Cricket, a bat-and-ball game played between two teams of 11 players, is growing in popularity in both the United States and worldwide and could soon become an Olympic sport.
“A lot of people who have an appreciation for baseball also like cricket,” said Parag Sachdeva, a UIS graduate student from India and team member. “People who have not grown up with the sport have learned how exciting it can be.”
The game is played on a large oval-shaped field with a rectangular 22-yard-long pitch in the center. One team bats while the other team fields and bowls. The batting team tries to score runs by hitting the ball and running back and forth between two sets of wickets at either end of the pitch. The fielding team tries to prevent runs and get the batting team “out” by various means, such as catching the ball off a bat before it hits the ground or running a batter out by hitting the wickets with the ball.

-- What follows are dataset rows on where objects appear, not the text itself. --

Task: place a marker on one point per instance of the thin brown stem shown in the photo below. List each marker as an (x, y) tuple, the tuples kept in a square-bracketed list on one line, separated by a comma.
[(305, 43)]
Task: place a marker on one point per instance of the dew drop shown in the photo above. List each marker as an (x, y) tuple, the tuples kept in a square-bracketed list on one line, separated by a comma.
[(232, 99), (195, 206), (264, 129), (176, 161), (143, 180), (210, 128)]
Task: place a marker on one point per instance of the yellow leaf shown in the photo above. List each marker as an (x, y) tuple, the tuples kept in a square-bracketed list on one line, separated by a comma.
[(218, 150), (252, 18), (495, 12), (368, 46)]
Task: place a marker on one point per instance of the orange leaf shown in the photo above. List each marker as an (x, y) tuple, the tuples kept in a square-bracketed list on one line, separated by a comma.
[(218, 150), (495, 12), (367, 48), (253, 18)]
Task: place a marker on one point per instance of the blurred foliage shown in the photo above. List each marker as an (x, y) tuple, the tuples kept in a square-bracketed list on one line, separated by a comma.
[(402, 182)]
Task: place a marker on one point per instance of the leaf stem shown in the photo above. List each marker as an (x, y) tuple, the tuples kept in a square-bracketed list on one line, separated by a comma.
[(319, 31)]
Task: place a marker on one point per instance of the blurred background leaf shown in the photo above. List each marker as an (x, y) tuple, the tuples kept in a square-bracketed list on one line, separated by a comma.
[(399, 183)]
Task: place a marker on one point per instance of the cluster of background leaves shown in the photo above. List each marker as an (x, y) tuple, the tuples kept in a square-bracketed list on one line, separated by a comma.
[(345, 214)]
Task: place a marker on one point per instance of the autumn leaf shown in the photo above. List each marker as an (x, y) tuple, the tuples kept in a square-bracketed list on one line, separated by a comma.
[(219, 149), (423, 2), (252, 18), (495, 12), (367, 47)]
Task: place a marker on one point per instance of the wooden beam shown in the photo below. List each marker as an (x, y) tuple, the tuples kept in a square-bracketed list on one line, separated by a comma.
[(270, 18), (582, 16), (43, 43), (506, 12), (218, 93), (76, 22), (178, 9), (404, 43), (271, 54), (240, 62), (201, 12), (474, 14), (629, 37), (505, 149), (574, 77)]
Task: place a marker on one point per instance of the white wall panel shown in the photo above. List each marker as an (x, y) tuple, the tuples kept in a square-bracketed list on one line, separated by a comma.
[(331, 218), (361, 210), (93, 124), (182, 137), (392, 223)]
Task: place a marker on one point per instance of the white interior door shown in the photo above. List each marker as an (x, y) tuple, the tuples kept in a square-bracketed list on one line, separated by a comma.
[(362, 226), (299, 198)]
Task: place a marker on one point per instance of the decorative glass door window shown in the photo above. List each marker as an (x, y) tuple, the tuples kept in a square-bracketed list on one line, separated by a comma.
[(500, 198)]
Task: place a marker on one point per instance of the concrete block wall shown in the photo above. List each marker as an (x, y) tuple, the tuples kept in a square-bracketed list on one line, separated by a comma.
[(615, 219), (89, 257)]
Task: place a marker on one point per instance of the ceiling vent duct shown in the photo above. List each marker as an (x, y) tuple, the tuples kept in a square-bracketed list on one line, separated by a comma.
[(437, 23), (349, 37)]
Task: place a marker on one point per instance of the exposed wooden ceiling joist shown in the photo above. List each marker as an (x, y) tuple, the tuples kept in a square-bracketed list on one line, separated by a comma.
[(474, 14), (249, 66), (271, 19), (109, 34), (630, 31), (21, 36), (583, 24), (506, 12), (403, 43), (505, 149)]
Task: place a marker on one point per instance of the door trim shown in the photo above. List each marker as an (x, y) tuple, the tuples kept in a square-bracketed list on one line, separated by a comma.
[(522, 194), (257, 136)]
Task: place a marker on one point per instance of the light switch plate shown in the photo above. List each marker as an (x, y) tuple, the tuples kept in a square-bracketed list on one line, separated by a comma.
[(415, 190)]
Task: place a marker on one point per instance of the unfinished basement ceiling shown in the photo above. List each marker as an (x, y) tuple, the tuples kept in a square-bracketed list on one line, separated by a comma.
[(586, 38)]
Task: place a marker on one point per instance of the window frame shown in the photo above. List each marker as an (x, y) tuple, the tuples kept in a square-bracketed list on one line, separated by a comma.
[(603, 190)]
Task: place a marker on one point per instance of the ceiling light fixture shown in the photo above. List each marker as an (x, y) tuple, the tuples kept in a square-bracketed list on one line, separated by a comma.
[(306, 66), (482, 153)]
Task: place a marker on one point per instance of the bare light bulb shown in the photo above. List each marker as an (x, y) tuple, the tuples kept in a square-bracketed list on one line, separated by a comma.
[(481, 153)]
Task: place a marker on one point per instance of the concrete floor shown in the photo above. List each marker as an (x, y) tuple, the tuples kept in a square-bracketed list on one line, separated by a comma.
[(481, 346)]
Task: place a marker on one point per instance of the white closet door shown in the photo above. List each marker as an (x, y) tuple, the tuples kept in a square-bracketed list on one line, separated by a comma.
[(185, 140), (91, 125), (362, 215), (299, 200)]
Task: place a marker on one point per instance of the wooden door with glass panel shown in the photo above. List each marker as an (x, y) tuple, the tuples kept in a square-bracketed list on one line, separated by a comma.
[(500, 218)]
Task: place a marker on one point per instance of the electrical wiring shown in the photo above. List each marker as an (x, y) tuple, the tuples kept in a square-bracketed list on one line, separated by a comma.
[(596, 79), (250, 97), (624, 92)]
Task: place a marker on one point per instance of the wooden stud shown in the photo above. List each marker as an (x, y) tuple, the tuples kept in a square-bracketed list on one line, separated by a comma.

The UIS Cricket Club started in 2015. The team was dormant for several years until Sachdeva and Panchal got it going again in 2021. Both played cricket in India but didn’t speak the same language when they first met. Still, the sport brought them together.
“Cricket, beyond just the sport, is like a community. It’s something beyond anything else,” Sachdeva said.
The team practices using parts of the UIS pitch, located between the Prairie Stars baseball field and the women’s soccer practice field. Club members also recently started to practice at the Tribe Baseball and Softball Academy indoor facility in Springfield.
“We’re excited to play in the nationals and plan to be ready," Sachdeva said.
Besides Sachdeva and Panchal, other squad members include Nikilesh Mallak, Anvesh Reddy, Bhavani Subhash Addala, Sai Chandu, Rahul Yadav, Randhir Bhosale, Farjad Khan, Jolif Rathod, Rushi Patel, Hemanth Pendam, Jaswanth Bharadwaj and Chandra Yadamreddy.